The attractiveness of a prolonged standoff lies in a precedent from May 1986, when an annual Indian army patrol discovered that the Chinese army had occupied an Indian patrol point in Sumdorong Chu valley in Arunachal Pradesh. It was close to the location of the initial confrontation which had started the 1962 conflict. India formally protested to the Chinese in July, who replied with a straight face that they were, just like India, improving border management.

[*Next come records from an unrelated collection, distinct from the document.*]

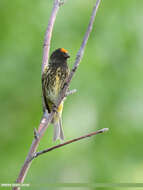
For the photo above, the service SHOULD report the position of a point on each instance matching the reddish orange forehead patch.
(64, 50)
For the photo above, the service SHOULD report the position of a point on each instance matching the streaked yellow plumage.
(53, 80)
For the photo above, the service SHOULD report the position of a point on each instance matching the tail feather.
(58, 131)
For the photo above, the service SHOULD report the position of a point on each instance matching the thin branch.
(48, 35)
(80, 52)
(46, 121)
(69, 142)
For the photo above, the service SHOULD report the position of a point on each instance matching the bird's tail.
(57, 122)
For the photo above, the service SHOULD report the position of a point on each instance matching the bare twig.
(46, 121)
(48, 35)
(68, 142)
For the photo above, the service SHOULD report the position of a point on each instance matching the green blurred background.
(110, 92)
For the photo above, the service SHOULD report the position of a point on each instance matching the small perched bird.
(53, 80)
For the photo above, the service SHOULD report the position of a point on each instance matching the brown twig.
(68, 142)
(46, 121)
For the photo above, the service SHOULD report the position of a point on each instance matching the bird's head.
(60, 54)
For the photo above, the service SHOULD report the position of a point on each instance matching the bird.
(53, 79)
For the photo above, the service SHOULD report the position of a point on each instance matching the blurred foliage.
(109, 83)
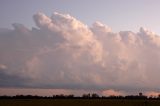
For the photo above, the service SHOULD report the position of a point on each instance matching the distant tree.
(94, 95)
(140, 94)
(86, 95)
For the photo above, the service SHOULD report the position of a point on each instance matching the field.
(78, 102)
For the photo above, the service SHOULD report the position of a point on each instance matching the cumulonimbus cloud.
(64, 53)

India moved in troops, occupied the dominating Longrola and Hathungla heights, setting up military posts in eyeball-to-eyeball confrontation with the Chinese soldiers. India’s offer not to re-occupy the post next summer, if both sides withdrew troops, was rejected by China. The rhetoric from Beijing went up, when in October, Chinese leader Deng Xiaoping warned India, via the US Defence Secretary, that China would have to “teach India a lesson”.

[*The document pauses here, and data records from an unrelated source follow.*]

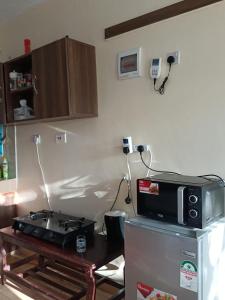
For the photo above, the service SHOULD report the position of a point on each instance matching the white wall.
(185, 127)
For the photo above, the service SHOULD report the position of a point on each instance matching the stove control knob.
(193, 199)
(193, 213)
(21, 226)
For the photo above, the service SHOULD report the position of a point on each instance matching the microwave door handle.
(180, 205)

In May 1987, foreign minister N.D. Tiwari went to Beijing en route to North Korea and conveyed that New Delhi had no intention of aggravating the situation. A formal flag meeting took place at Bum La on August 5, 1987 and the military de-escalation started. Diplomatically, it took another seven years to restore status quo at Sumdorong Chu. The stand-off led to Prime Minister Rajiv Gandhi’s historical visit to Beijing in December 1988, where the two countries agreed to negotiate a boundary settlement and maintain tranquillity pending that settlement. By taking a strong military position at Sumdorong Chu, India’s aims were met and the path for future agreements between the two countries was also laid.

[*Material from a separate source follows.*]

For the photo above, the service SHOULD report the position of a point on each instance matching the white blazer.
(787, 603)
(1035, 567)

There are obvious lessons to be learnt from the Sumdorong Chu stand-off but it would be misleading to draw exact parallels as the facts are materially different. For one, China’s global standing and its own self-image. In 1987, China was still following Deng’s strategy of “hide our capacities and bide our time” in a global order dominated by the US and Soviet Union. It wanted to stabilise the region to deal with the world. The China of 2017 has become increasingly assertive in the military arena under Xi Jinping, which is reflected in its aggressive and expansionist stance in South China Sea.
Beijing’s external aggression is also an outcome of its increasingly nationalistic domestic politics under Xi, who is heading into an important party congress in November. The anti-India rhetoric from other party-controlled media outlets has been incendiary and intemperate. Reports suggest that 1962 war veterans have been paraded on state television, and the party’s propaganda machinery is upping the ante on Weibo and other social media platforms. This is a substantive shift from the 1987 stand-off where the nationalistic fervor in local Chinese media, including invocations of 1962, were negligible if not absent.
More than the global and domestic situation, the biggest difference between the two stand-offs is their respective locations. Forty years ago, the two armies were confronting each other on territory claimed by both India and China. Now the face-off between India and China is in a plateau contested between Bhutan and China. While Chinese road construction affects the Indian claim over the tri-junction, Beijing contends that Indian soldiers are in Chinese territory — or, at best, in territory claimed by Bhutan. Because Indians are in a third country’s territory, Beijing says that there is nothing to negotiate unless the Indian soldiers withdraw unilaterally first.
New Delhi may bet on a prolonged stand-off but the Chinese have given no inclination of being interested in continuing the status quo. But we must not forget that the bigger power is a loser in case a situation ends in a stalemate. Even China recognises that it can no longer humiliate India militarily the way it did in 1962 and it will suffer heavy losses for any misadventure, but a prolonged stand-off can lead to inadvertent escalation. Clausewitz posited this as friction or the fog of war, where accidents are unpredictable. The consequences of these accidents can often lead to a crossing of a recognised military limit, which would be catastrophic in the case of two nuclear-armed neighbours.
So far India has been mature in its approach to the stand-off, providing no provocation to the Chinese by any military movement or through its official statements. But New Delhi’s position is critically dependent on Bhutan, a close friend and ally. Although Bhutan is unlikely to flip on its support to India anytime soon, a prolonged stand-off will lead to the strengthening of voices in the Himalayan kingdom who want a more balanced Bhutanese foreign policy. In 2007, Bhutan had offered a swap deal to China where it agreed to give Doklam in exchange for the disputed areas in its north, which India vetoed. In 2013, the democratically elected Bhutanese government had started showing signs of independence from Indian guidance and New Delhi had let its displeasure be known in the 2013 Bhutanese elections.
The signs from Thimphu have been there, and a prolonged stand-off could be the catalyst for altered India-Bhutan ties. The choice for New Delhi is not between capitulation and war. Diplomatic engagement has provided creative answers to more complex problems but there is little luxury of time now. A military conflict would be catastrophic but even a prolonged stand-off has its own perils. The tensions between India and China thus need an early diplomatic resolution.